Wang et al (18) compared the clinical outcomes of MDS/MPN-N patients with patients diagnosed with MDS/MPN-NOS. In addition, they provided data on the detected mutations, thereby contributing to an improved understanding of the molecular nature of those diseases. This previous study clearly highlighted adverse features, inferior overall survival, and inferior AML-free survival of patients with MDS/MPN-N compared with MDS/MPN-NOS. There was controversy surrounding studies on CSF3R, as certain publications reported a strong association with MDS/MPN-N while others reported no association. In 27 patients with MDS/MPN-N, CSF3R mutations were not detected. Therefore, they proposed that an initial diagnosis of MDS/MPN-N should be reconsidered when CSF3R analysis was positive; instead, a diagnosis of CNL should be considered (18).

In 2015, Gambacorti-Passerini et al (15) performed whole-exome sequencing on 15 MDS/MPN-N cases. They detected a groundbreaking somatic ETNK1 mutation for the first time in cancer in two patients. ETNK1 encodes an ethanolamine kinase that catalyzes the biosynthesis of phosphatidylethanolamine, a molecule that is involved in the regulation of the transmembrane domains of membrane proteins, the progression of cytokinesis during cell division, and the activation of the respiratory complex in mitochondria. The discovery of ETNK1 mutations in MDS/MPN-N prompted the study group to sequence 515 cases of several hematologic diseases. ETNK1 mutations were detected exclusively in MDS/MPN-N (9%, 6/68) and CMML (2.6%, 2/77) (15).
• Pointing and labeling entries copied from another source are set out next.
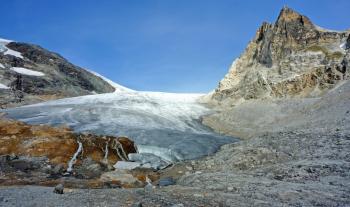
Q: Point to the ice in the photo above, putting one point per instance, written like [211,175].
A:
[2,86]
[26,71]
[164,124]
[118,88]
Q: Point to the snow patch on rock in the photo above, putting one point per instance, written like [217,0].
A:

In 2017, Patnaik et al (21) performed an MDS/MPN-N trial with an extended panel of 29 genes and analyzed bone marrow specimens. Based on prior publications, they were also interested in clinical outcomes. The most mutated gene was ASXL1. Notably, ASXL1 mutations did not adversely impact overall survival in contrast to NRAS (P=0.04), TET2 (P=0.03), PTPN11 (P=0.02), and ≥3 myeloid mutations. However, in two patients, leukemic transformation was documented. One of these patients harbored an ASXL1 separate from JAK2, and the second was positive for TET2 and PTPN11 mutations (21).
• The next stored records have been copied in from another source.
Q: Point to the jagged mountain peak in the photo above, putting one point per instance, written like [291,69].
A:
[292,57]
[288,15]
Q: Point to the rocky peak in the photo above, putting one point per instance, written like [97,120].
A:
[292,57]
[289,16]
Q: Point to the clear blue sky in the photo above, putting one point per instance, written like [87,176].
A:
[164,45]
Zhang et al (19) analyzed specimens from 158 patients with MDS/MPN neoplasms (27 MDS/MPN-N) and CNL by whole exome and RNA sequencing. In these rare leukemic diseases, an increased variant allele frequency of mutations in signal-transduction genes was observed; this may indicate a preferential pharmaceutical target. In >50% of the patients with either MDS/MPN neoplasms or CNL, ≥3 or more co-occurring pathway mutations involving genes of chromatin modification, epigenetic regulator genes, signaling pathway genes, or genes of the splicing complex were observed. In contrast, in MPN, only mutations of signal-transduction genes were predominant, whereas in MDS, mutations of the splicing complex typically predominated. In conclusion, this trial contributed to an improved understanding of the differentiation of MDS/MPN neoplasms, including MDS/MPN-N, from other myeloid malignancies; the authors also stated that malignancies classified as MDS/MPN neoplasms more often represent a group of related diseases than discrete diagnostic entities (19).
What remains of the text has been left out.